Selwyn examined the building from several angles.

Looking west, with an approaching tube train.

 

And east, with the same train passing him.

 

This is part of the District Line heading towards Earls Court. You see ahead of the train the tangle of tracks, bridges, a gantry and railway buildings as these tracks move alongside the north-south route.

 

 

Here, Selwyn changes his vantage point, looking south west. You can see the cluster of rail-related huts and small buildings.

 

 

He then, for some obscure purpose, took a look directly below him.

 

 

It doesn’t tell us a lot but it shows the level of his interest. Remember, in the day before digital photography you had to set up the shot, take the picture and wait for the result. The amateur photographer would have to hope for the best. That may be why Selwyn took so many pictures. Or he might just have been a little obsessive, for which we can be grateful, thirty years or so later. London wasn’t quite so tidy in the 80s, and there were still plenty of spaces in the city to capture the attention of urban wanderers whose interest lay in industrial locations and the hidden parts of the city.

 

 

This picture shows underground tracks meeting the main line which is just beyond a small fence. On the left you can see the rear of St Cuthbert’s Church (the roof and spire are a little hard to make out in this picture ). On the right of the picture is that other prominent landmark of west London, the distinctive but somehow obscure Empress State Building. You can see the church spire clearer in the view below, looking straight down the line showing the wide space between the tracks and the various buildings at the rear of Philbeach Gardens. More of the canal next week but it was in some sections pretty wide.

 

 

Just beyond the track is a road which runs behind the church. If you look back at the post about the church you will find a 19th century picture of the church hall. Here it is in Selwyn’s time.

 

 

Now back to his view from the bridge.

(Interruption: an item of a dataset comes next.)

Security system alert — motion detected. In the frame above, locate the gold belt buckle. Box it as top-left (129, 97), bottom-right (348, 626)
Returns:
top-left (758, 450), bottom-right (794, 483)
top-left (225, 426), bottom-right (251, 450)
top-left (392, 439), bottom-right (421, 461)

Or was he closer? Had he found his way to a better vantage point using his skills as a surveyor and/or an urban explorer?

 

This post has really been a prelude to next week’s, which also continues a series. When I scan pictures for a possible use on the blog I don’t always know at the start of the process what stories are going to emerge from the images. Maybe Selwyn worked the same way.

Postscript

This post moved back and forth across the border with Hammersmith and Fulham, an interzone which was one of Selwyn’s favourite haunts. He moved from the very north of Kensington to the river edge of Chelsea as we have seen in several posts. Next week’s post is almost entirely inside the boundary of Kensington and Chelsea. So here is a Hammersmith bonus for you.

 

Where West Cromwell Road met North End Road was this pub, called the Three Kings, next to West Kensington tube station. It’s now called the Famous 3 Kings but for a short period from 1975-1980 it was the Nashville Room (or Rooms?), a music venue, and that is what I thought when I saw the picture. A few of you may have seen some famous bands there. On an obscure personal note I was once told that a doppelganger of mine sold newspapers and magazines at a stall in the station. I never went there to find out.